At 1,420 sq m, the venue is three times larger than the average size of Exclusive Books’ 41 other stores (the books section occupies 820 sq m) and it boasts a 40-metre span of glass, enabling visitors to overlook Johannesburg’s “glorious” urban forest.
The store is three times larger than the average size of Exclusive Books.
Trisk “persuaded” Rech and Carstens to work on retail design concepts for Exclusive Books, and the company said the ensuing partnership was “a collision of style”. “Trisk wants design so that he can sell stuff; Silvio and Lesley want design that puts form ahead of function. But both agree that the cookie-cutter approach to chain-store design is outmoded,” Exclusive Books said.

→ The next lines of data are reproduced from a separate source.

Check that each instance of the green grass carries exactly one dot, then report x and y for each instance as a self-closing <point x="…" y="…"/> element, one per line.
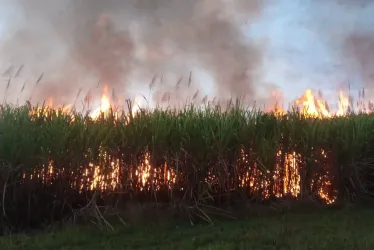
<point x="215" y="154"/>
<point x="343" y="229"/>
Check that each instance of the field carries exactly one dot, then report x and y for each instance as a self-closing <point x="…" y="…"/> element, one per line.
<point x="343" y="229"/>
<point x="64" y="166"/>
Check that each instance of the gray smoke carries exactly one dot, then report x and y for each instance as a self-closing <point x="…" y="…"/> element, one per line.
<point x="76" y="43"/>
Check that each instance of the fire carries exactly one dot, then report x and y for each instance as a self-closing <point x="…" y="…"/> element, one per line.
<point x="343" y="104"/>
<point x="149" y="175"/>
<point x="312" y="106"/>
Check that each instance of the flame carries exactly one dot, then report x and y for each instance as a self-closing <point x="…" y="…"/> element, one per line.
<point x="312" y="106"/>
<point x="343" y="104"/>
<point x="149" y="176"/>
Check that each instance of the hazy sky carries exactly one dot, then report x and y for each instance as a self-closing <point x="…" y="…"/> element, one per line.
<point x="303" y="41"/>
<point x="304" y="37"/>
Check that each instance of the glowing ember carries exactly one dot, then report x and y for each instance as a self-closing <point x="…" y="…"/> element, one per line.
<point x="105" y="105"/>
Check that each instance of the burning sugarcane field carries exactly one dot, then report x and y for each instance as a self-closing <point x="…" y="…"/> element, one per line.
<point x="126" y="119"/>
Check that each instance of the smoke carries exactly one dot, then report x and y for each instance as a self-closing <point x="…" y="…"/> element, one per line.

The shop has a panoramic view.
The Social Kitchen & Bar, featuring an expanse of wooden tables, serves fine food among shelves displaying some 70,000 different titles. “Trisk wants stores that make books sexy but that carry the cultural heart of Exclusive Books from development to development, always seeking to break the shackles and restraints of the chain store mentality,” Exclusive said, adding that the result was an “extraordinary space” with “every tile, every piece of parquet in place for a reason”.
The Social Kitchen & Bar serves fine food.
The rejuvenated store will have an official opening at the end of January, but Trisk told The Bookseller the new concept has already proved successful, with book sales up year on year by 20%–30% since the store reopened.
This branch will now be a blueprint for the chain’s future stores. “I have the sense to do this . . . so as long as the shareholders have the money to do it, I will do it,” Trisk said. The literature enthusiast also revealed that he was looking into expanding the chain abroad. “I do not know about the UK, but we would like to open in Europe,” he said. “The countries to the east of Germany particularly interest me—Romania, Hungary, Austria—as does Florence, possibly Barcelona, maybe San Francisco.”
The coffee bar includes cracks in the white tile that are filled with gold leaf.
The coffee bar has white tiles that have been broken with a hammer, with the cracks filled in with gold leaf. Inspired by Anahi, an Argentinian restaurant in Paris, Trisk said he wanted “less regularity and something that spoke more of imperfection” in the shop. As for the restaurant, Exclusive Books said the idea made sense because great food and great literature were natural bedfellows: “Dinners should be convivial experiences where conversation flows around the food and around the thousands of ideas that hurl themselves at guests from every cover, from every spine.”
Trisk bought Exclusive Books in 2013 with investor Mark Barnes (now chairman), and backed by Global Capital Proprietary Ltd, for around R90m (£5m). He first worked for the firm in 1978.
The shop displays some 70,000 titles.